Die Staaten des Golf-Kooperationsrates und der UN-Hochkommissar für Menschenrechte verurteilen die Angriffe Irans als Verletzungen der Souveränität und fordern Maßnahmen zur Bewältigung der eskalierenden Krise.
Die Staaten des Golf-Kooperationsrates (GCC) haben sich geschlossen gegen die jüngsten Angriffe des Iran ausgesprochen und sie als eklatante Verletzungen ihrer nationalen Souveränität angeprangert. In einem gemeinsamen Brief an die Vereinten Nationen haben die GCC-Staaten vor den schwerwiegenden Auswirkungen gewarnt, die sich aus dem anhaltenden Konflikt mit dem Iran ergeben könnten.

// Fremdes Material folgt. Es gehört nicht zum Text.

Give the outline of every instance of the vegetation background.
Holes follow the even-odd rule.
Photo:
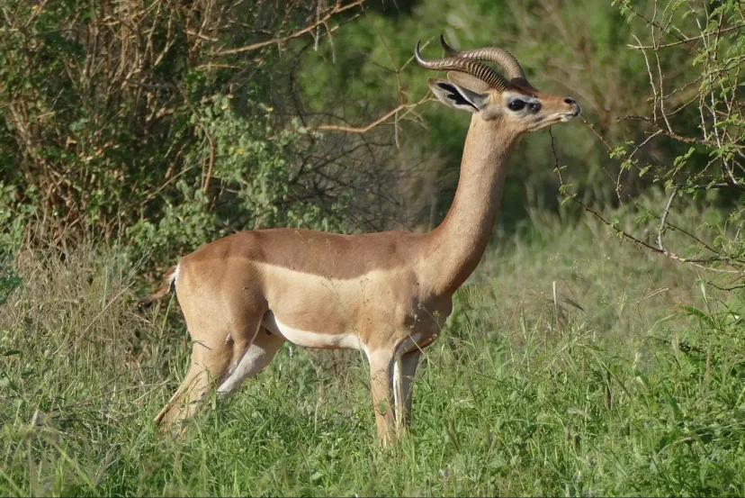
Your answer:
[[[583,120],[516,150],[410,435],[358,355],[285,346],[159,438],[188,334],[134,301],[179,255],[443,218],[440,32]],[[0,493],[745,494],[743,62],[737,0],[4,0]]]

Volker Turk, der UN-Hochkommissar für Menschenrechte, äußerte ebenfalls große Besorgnis über die Situation und wiederholte die Forderungen des GCC nach sofortigen Maßnahmen zur Bewältigung der eskalierenden Krise.
Der Brief wurde von den Außenministern der GCC-Länder, darunter auch Saudi-Arabiens, unterzeichnet Arabien, die Vereinigten Arabischen Emirate, Kuwait, Katar, Bahrain und Oman erläuterten die Position des Regionalblocks zu den jüngsten Angriffen.